Apple CEO Tim Cook to speak at D11 conference

All Things Digital adds head of Apple to its roster of conference speakers.

Apple CEO Tim Cook at the D10 conference in 2012.
Apple CEO Tim Cook at the D10 conference in 2012.
Rafe Needleman/CNET

Apple's top executive plans to make another rare public speaking appearance at a technology conference next month.

All Things Digital today said that Tim Cook will be a speaker at the outlet's D11 conference taking place at the end of May. Cook's predecessor, late Apple co-founder Steve Jobs, attended the conference in several previous years, and Cook headlined last year's show as well.

During last year's appearance, Cook noted that the company was "doubling down" on secrecy. He hinted at additional Siri features that would be unveiled a few weeks later. He also discussed bringing manufacturing jobs to the United States, getting Jobs to hold to a decision, and taking over the top spot at the company post-Jobs.

In years past, the D conference series has contained a mix of interviews with high-profile executives, as well as onstage product launches. However, Cook is unlikely to unveil any new products or services at the show, especially given that Apple's annual developers conferencetakes place only two weeks after the interview.

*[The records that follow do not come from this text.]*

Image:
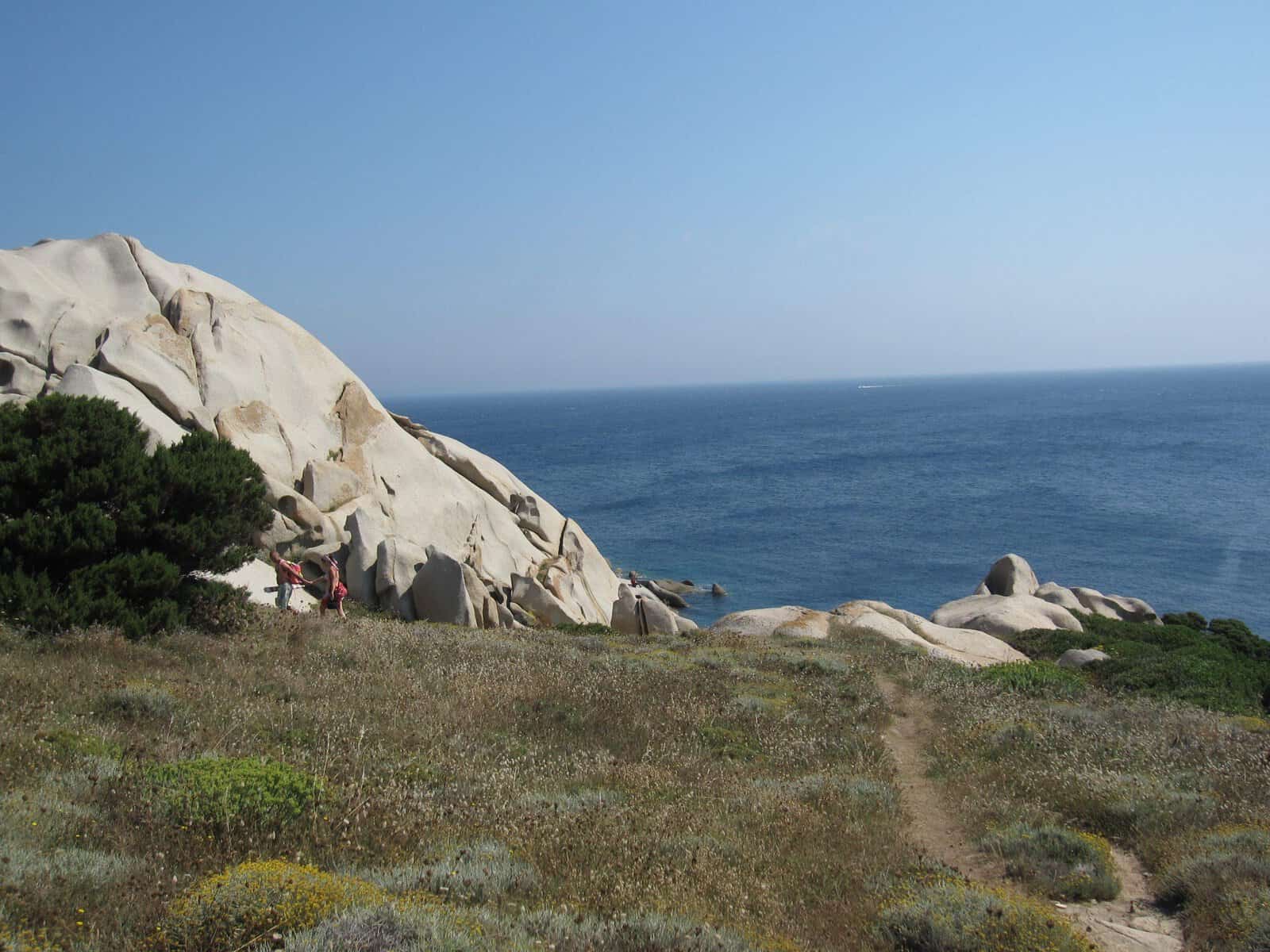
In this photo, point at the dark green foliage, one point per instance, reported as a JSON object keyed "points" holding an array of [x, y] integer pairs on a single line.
{"points": [[1191, 620], [93, 531], [1223, 668], [1034, 679], [225, 793], [216, 607]]}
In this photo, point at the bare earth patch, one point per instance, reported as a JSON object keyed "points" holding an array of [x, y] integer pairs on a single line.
{"points": [[1130, 923]]}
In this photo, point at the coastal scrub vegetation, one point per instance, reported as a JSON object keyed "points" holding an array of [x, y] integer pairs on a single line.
{"points": [[306, 785], [1221, 664], [1185, 789], [94, 531]]}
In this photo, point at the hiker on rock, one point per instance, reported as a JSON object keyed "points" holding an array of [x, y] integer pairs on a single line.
{"points": [[289, 577], [336, 589]]}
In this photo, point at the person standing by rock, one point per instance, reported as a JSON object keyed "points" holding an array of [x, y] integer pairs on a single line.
{"points": [[336, 589], [289, 575]]}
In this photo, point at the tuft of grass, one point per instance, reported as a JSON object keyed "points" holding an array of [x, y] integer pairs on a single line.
{"points": [[728, 743], [225, 793], [1221, 881], [1057, 862]]}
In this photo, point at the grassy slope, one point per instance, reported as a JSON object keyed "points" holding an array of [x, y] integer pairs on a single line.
{"points": [[1153, 776], [746, 789], [743, 786]]}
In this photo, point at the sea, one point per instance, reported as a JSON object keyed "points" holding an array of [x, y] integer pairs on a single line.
{"points": [[1149, 482]]}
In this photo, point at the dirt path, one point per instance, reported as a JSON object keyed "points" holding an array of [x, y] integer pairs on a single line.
{"points": [[1128, 923]]}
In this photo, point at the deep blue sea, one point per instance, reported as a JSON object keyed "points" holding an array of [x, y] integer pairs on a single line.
{"points": [[1142, 482]]}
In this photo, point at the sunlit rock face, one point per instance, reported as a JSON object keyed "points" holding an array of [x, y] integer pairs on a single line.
{"points": [[183, 349]]}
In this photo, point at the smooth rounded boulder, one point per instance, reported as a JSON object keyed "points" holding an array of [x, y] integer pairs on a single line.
{"points": [[1003, 616]]}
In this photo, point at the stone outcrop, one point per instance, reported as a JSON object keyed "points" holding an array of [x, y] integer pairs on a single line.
{"points": [[959, 644], [637, 611], [1003, 616], [183, 349], [1010, 600], [854, 619]]}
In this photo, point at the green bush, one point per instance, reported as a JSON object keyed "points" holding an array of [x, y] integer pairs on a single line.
{"points": [[93, 531], [254, 899], [216, 607], [1034, 679], [1058, 862], [1191, 620], [1223, 666], [224, 793], [944, 913]]}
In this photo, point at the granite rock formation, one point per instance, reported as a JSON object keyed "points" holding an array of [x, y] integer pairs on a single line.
{"points": [[423, 524]]}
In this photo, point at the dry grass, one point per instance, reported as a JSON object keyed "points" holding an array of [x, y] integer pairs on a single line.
{"points": [[1155, 776], [743, 787]]}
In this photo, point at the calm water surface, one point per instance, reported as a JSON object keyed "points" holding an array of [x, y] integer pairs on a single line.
{"points": [[1143, 482]]}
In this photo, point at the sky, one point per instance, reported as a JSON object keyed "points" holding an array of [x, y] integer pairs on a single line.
{"points": [[522, 196]]}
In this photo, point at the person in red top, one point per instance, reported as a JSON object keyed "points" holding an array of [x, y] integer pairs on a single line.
{"points": [[336, 589], [289, 577]]}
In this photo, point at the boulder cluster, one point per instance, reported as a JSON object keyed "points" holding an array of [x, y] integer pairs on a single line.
{"points": [[968, 631], [422, 524]]}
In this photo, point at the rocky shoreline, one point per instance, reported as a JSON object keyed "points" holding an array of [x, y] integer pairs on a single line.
{"points": [[422, 526]]}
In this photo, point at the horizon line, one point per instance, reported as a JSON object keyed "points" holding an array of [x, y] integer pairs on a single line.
{"points": [[810, 381]]}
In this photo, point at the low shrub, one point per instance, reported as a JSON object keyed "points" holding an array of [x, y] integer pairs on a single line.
{"points": [[1222, 666], [1057, 862], [69, 744], [473, 873], [222, 793], [944, 914], [1034, 679], [256, 899], [137, 704], [387, 928], [645, 932]]}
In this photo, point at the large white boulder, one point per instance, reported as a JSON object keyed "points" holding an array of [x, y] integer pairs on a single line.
{"points": [[1010, 575], [441, 593], [1010, 600], [84, 381], [182, 348], [638, 611], [784, 621], [1003, 616], [964, 645]]}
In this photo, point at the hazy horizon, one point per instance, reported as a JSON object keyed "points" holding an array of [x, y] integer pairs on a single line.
{"points": [[568, 197], [878, 380]]}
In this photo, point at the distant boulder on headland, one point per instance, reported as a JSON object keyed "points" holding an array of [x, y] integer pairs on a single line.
{"points": [[1010, 600]]}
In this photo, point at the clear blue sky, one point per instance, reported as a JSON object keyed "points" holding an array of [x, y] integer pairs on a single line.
{"points": [[521, 196]]}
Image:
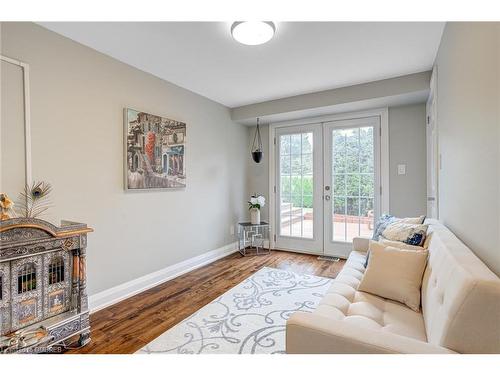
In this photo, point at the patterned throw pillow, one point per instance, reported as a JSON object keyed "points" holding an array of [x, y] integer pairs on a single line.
{"points": [[387, 219], [412, 234], [381, 224]]}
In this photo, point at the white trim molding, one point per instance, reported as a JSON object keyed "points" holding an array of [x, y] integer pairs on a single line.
{"points": [[382, 113], [123, 291], [27, 115]]}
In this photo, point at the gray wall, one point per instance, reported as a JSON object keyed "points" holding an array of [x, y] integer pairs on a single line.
{"points": [[406, 146], [77, 99], [468, 65]]}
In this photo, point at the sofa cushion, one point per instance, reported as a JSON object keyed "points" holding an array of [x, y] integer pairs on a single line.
{"points": [[412, 234], [344, 302], [395, 273], [460, 296]]}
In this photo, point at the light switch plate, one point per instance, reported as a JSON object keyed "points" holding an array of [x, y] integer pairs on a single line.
{"points": [[401, 169]]}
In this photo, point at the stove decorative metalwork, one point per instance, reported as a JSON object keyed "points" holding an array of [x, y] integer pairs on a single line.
{"points": [[43, 284]]}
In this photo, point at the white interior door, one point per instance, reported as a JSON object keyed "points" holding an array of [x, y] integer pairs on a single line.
{"points": [[327, 185], [299, 186], [351, 182]]}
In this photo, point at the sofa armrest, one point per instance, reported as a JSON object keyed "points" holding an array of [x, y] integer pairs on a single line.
{"points": [[360, 244], [309, 333]]}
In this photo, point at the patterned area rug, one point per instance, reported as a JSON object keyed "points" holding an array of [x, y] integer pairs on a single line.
{"points": [[248, 319]]}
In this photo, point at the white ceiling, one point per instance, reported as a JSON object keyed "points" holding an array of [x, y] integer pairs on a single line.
{"points": [[303, 57]]}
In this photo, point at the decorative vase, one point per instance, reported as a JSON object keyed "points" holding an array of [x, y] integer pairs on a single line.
{"points": [[255, 216]]}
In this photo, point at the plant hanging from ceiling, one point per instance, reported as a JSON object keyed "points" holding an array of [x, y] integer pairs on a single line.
{"points": [[6, 206], [34, 200], [257, 151]]}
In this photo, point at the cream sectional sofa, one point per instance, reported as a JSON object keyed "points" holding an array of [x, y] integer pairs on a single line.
{"points": [[460, 308]]}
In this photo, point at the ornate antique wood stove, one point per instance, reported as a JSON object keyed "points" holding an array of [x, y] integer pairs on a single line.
{"points": [[43, 292]]}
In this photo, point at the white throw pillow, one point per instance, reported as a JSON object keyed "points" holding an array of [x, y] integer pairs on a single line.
{"points": [[400, 245], [412, 234], [395, 274]]}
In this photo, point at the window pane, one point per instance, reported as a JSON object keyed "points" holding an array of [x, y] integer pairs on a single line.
{"points": [[366, 149], [285, 186], [307, 143], [366, 218], [285, 145], [339, 185], [338, 143], [352, 185], [285, 215], [307, 164], [285, 165], [352, 150], [366, 185], [296, 165], [296, 141], [339, 211], [307, 185]]}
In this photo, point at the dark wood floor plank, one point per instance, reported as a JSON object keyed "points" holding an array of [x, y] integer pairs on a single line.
{"points": [[130, 324]]}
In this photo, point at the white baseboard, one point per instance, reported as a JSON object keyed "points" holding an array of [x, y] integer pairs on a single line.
{"points": [[120, 292]]}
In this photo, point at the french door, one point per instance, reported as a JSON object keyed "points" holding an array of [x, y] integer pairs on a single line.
{"points": [[327, 185]]}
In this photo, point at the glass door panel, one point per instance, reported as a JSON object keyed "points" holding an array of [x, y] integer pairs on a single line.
{"points": [[350, 205], [299, 188], [296, 185]]}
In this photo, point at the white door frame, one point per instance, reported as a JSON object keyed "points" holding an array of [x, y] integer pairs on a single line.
{"points": [[312, 245], [432, 146], [331, 247], [27, 118], [383, 113]]}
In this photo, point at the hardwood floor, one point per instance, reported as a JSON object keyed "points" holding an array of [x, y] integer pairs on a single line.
{"points": [[130, 324]]}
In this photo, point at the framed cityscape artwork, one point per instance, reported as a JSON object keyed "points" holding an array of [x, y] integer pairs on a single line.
{"points": [[154, 151]]}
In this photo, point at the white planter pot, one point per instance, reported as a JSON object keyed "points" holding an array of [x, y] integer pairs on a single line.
{"points": [[255, 216]]}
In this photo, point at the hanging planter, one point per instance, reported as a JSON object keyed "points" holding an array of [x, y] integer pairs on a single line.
{"points": [[257, 151]]}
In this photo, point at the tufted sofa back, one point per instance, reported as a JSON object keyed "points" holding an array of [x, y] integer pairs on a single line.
{"points": [[460, 296]]}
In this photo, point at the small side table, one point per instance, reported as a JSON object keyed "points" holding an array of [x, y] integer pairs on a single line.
{"points": [[252, 237]]}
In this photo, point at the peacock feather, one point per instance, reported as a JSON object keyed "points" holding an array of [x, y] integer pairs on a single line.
{"points": [[34, 200]]}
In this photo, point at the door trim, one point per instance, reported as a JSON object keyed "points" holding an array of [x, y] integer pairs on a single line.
{"points": [[383, 113]]}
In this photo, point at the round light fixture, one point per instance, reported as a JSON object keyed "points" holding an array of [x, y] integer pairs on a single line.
{"points": [[253, 33]]}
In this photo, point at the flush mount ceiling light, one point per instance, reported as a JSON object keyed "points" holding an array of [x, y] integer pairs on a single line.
{"points": [[253, 33]]}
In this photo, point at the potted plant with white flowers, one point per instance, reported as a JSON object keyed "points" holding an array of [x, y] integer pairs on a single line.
{"points": [[255, 203]]}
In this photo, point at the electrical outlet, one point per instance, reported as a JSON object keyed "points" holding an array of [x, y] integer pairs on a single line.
{"points": [[401, 169]]}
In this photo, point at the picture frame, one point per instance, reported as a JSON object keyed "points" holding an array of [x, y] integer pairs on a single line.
{"points": [[154, 152]]}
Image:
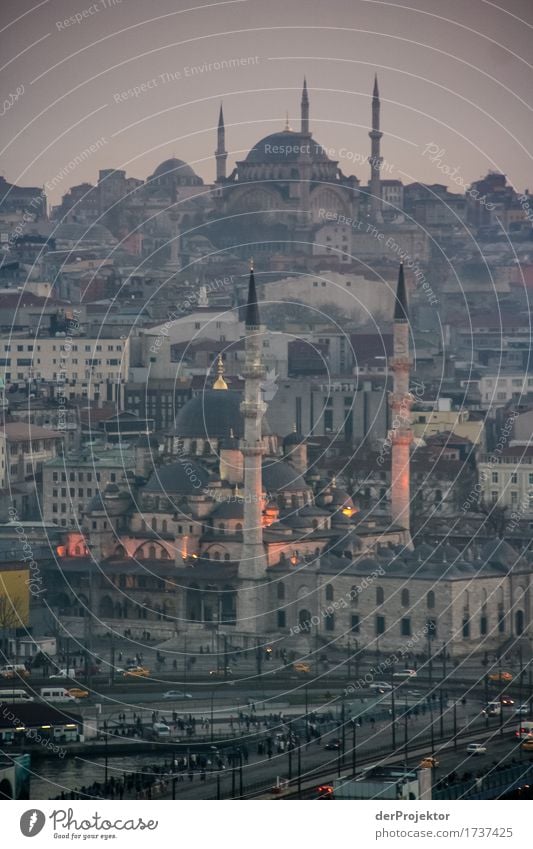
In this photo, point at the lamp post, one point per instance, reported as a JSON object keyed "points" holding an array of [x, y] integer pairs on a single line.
{"points": [[354, 726]]}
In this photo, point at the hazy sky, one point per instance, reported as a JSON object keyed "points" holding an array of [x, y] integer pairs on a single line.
{"points": [[457, 74]]}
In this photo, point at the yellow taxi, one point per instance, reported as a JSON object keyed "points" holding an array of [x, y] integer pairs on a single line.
{"points": [[498, 677], [429, 762], [137, 672], [78, 693]]}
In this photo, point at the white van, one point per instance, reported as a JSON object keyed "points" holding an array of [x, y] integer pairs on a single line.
{"points": [[14, 670], [56, 694], [15, 696]]}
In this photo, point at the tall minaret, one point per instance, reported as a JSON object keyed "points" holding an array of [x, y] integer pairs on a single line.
{"points": [[221, 153], [252, 566], [375, 158], [401, 400], [305, 109]]}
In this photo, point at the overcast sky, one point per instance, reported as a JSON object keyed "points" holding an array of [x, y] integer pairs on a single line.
{"points": [[455, 74]]}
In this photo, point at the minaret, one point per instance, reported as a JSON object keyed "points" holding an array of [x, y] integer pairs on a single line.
{"points": [[305, 109], [400, 401], [221, 153], [252, 566], [375, 158]]}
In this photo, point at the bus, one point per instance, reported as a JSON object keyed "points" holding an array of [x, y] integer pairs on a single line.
{"points": [[525, 729], [13, 695]]}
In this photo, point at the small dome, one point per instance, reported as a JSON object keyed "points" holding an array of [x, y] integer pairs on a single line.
{"points": [[185, 477], [212, 414], [278, 476], [177, 171], [293, 438]]}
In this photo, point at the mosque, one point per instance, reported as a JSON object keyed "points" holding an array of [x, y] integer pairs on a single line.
{"points": [[229, 531]]}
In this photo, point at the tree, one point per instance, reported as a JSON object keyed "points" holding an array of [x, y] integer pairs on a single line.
{"points": [[10, 617]]}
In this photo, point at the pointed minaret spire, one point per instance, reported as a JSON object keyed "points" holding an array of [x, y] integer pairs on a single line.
{"points": [[400, 307], [375, 160], [221, 153], [252, 309], [305, 109]]}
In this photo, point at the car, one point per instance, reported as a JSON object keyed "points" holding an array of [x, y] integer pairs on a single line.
{"points": [[78, 693], [137, 672], [325, 791], [498, 677], [301, 667], [176, 694], [429, 762], [476, 749], [405, 673]]}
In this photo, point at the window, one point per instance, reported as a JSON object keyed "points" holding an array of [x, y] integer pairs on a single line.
{"points": [[405, 627]]}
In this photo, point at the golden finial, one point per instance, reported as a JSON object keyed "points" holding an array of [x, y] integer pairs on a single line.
{"points": [[220, 383]]}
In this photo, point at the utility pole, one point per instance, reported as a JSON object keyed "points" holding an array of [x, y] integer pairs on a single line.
{"points": [[393, 705]]}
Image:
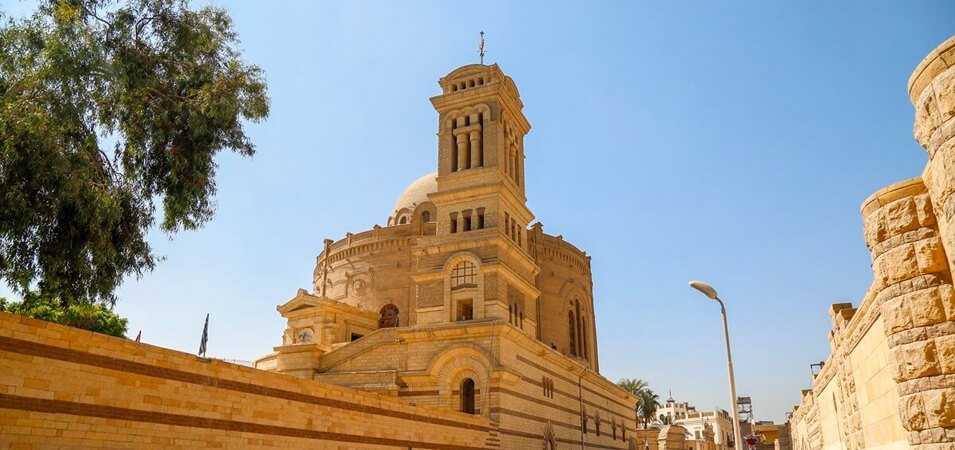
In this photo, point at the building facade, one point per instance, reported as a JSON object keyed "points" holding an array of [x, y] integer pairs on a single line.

The interview will be Cook's latest in recent months. In early February, Cook appeared at the Goldman Sachs' annual Technology and Internet Conference in San Francisco, where he discussed a wide range of topics, from what the company planned to do with its cash pile to his views on a shareholder lawsuit (which was later dropped). Before that, Cook appeared on NBC's Rock Center with Brian Williams in December, where he announced plans to manufacture some Mac computers in the United States and dropped more hints about the company's TV market ambitions.